Desde antes da pandemia, pelo menos 51,7 milhões de brasileiros, 24,7% da população, já estavam abaixo da linha da pobreza definida pelo Banco Mundial. Indicando que esse contingente, em 2019, sobrevivia com uma renda mensal de, no máximo, R$ 436 por pessoa do domicílio. O dado faz parte da Pesquisa Nacional por Amostra de Domicílios (Pnad), do IBGE, divulgada em novembro. Como em todo mundo, o cenário piorou pelas medidas impostas para enfrentar a pandemia. O quadro só não foi pior devido ao auxílio emergencial.

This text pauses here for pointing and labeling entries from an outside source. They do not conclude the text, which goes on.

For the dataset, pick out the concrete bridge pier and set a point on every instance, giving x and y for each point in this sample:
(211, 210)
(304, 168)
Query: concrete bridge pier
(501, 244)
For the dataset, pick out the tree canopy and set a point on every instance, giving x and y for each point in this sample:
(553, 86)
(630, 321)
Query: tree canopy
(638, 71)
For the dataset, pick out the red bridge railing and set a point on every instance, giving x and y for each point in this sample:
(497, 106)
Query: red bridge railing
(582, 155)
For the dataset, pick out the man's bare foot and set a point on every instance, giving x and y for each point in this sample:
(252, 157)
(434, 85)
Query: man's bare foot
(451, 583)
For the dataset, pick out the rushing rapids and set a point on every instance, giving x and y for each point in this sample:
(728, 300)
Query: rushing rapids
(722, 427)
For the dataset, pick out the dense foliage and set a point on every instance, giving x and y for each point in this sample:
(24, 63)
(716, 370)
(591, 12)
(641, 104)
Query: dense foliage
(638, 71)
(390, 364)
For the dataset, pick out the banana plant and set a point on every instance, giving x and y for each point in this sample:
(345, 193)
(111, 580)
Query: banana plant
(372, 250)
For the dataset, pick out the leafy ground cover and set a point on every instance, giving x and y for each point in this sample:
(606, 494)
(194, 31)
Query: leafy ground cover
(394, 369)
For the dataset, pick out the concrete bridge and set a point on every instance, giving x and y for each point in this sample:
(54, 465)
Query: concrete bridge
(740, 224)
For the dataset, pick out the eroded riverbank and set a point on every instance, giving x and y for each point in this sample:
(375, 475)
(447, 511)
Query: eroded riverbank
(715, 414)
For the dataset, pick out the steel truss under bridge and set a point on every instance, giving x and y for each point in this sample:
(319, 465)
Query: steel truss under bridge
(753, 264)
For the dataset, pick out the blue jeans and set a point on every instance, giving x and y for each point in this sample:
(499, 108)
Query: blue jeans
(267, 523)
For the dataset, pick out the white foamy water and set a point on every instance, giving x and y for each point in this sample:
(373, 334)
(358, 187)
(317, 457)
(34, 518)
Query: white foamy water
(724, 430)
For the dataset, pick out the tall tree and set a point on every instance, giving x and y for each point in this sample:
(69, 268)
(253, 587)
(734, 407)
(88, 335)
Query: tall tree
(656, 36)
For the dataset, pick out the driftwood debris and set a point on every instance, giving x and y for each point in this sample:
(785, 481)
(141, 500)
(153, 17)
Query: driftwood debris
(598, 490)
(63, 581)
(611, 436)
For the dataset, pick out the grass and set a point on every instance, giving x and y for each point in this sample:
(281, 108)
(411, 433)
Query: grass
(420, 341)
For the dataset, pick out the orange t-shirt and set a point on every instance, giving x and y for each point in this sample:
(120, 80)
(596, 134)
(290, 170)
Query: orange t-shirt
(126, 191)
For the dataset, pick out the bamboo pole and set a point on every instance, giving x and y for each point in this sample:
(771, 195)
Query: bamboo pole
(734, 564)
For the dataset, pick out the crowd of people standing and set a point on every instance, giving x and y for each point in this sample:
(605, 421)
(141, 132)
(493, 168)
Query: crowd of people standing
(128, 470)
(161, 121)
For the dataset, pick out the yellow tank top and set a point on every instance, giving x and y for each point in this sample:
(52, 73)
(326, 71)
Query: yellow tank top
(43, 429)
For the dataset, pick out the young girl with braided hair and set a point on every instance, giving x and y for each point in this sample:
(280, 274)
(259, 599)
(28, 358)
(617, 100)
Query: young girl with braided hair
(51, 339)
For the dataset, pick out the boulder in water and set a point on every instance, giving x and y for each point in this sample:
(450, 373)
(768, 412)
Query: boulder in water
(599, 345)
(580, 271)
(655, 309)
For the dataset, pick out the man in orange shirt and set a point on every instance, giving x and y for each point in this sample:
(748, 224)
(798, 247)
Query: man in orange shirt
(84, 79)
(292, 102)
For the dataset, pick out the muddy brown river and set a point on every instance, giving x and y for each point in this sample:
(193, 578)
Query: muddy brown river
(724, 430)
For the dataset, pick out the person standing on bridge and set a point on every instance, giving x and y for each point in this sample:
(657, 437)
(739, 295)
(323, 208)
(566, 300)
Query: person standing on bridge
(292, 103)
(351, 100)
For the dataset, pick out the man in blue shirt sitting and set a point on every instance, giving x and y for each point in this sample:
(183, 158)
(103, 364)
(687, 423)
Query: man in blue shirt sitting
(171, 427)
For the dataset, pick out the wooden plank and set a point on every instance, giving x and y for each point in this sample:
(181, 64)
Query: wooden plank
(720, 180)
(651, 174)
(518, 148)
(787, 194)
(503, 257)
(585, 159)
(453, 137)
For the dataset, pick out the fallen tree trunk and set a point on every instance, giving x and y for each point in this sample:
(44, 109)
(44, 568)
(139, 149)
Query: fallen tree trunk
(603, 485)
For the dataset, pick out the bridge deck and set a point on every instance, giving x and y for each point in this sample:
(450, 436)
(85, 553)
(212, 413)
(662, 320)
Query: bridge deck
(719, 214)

Com a extinção da medida a partir de janeiro, a vulnerabilidade deve aumentar, como prevê Feldmann.

Taxação pelo mundo

“Se a Argentina conseguiu implantar um programa desse (de taxação de grandes fortunas), com muito mais razão nós teríamos que implantar também”, adverte o professor. “Temos que deixar bem claro que o problema da pobreza no Brasil é muito pior. E nós temos uma das piores distribuições de renda do mundo. Isso é medido pelo índice Gini, em que estamos entre os 10 piores do mundo”, acrescenta o economista. 

Há pelo menos 11 países da Europa e América Latina que avançam para uma justiça tributária maior. É o caso, por exemplo, da Bolívia. Segundo informações do canal TeleSur, reproduzidas pelo site da revista Fórum, a Câmara dos Deputados aprovou em primeira votação projeto do governo de Luis Arce que cria o imposto sobre grandes fortunas. O Ministério das Finanças espera arrecadar mais de U$ 15 milhões por ano, que serão investidos para reativar a economia boliviana. 

A tributação aqui

Em campanha nacional, mais de 60 entidades do campo popular mostraram que a tributação dos super-ricos no Brasil poderia promover um aumento de quase R$ 300 bilhões aos cofres públicos. A campanha defende que a taxação é a “única proposta” capaz de enfrentar a crise econômica. Feldmann, ao Jornal da USP, concorda, mas lembra que as reformas tributárias que tramitam no Legislativo “não tratam da questão de taxar a riqueza”. 

O problema, aponta, é que “os pobres não estão representados no Congresso brasileiro”. “Na Argentina existem partidos de esquerda, os partidos justicialistas. Esses partidos, que elegeram inclusive o presidente Alberto Fernández, têm também uma maioria, apertada, mas uma maioria no Congresso argentino. O que permite a eles obter ou adotar medidas de proteção às populações mais pobres. Ou seja, os pobres estão representados”, comenta. No Brasil, prossegue o professor, “se você juntar todas as forças progressistas de esquerda hoje, que teriam essa preocupação com melhorar a situação dos mais pobres, você não conseguiria nem 20% dos deputados. E menos ainda no Senado”. 

“Essa é a grande diferença e algo lamentável no caso brasileiro” que faz com o debate sobre a tributação dos super-ricos não avance no Congresso. Esse grupo incluiria a fatia dos 0,3% mais ricos da população, cerca de 600 mil pessoas. 

Cenário exige medidas criativas

Feldmann acrescenta que a economia brasileira enfrenta um período também de queda e com peso da pressão inflacionária que sobrecarregará os mais pobres. Enquanto na Argentina a taxação dará uma folga ao governo, o Brasil terá dificuldades, uma vez que o governo não cria políticas para garantir os recursos necessários. 

“O governo precisará adotar medidas criativas e existe um arsenal de medidas positivas que podem ser adotadas. Sem o auxílio emergencial é mandatório que se consiga emprego para as pessoas. E se consegue emprego com obras de infraestrutura. Esse governo, até o momento, não se interessou por esse caminho”, contesta o professor da USP.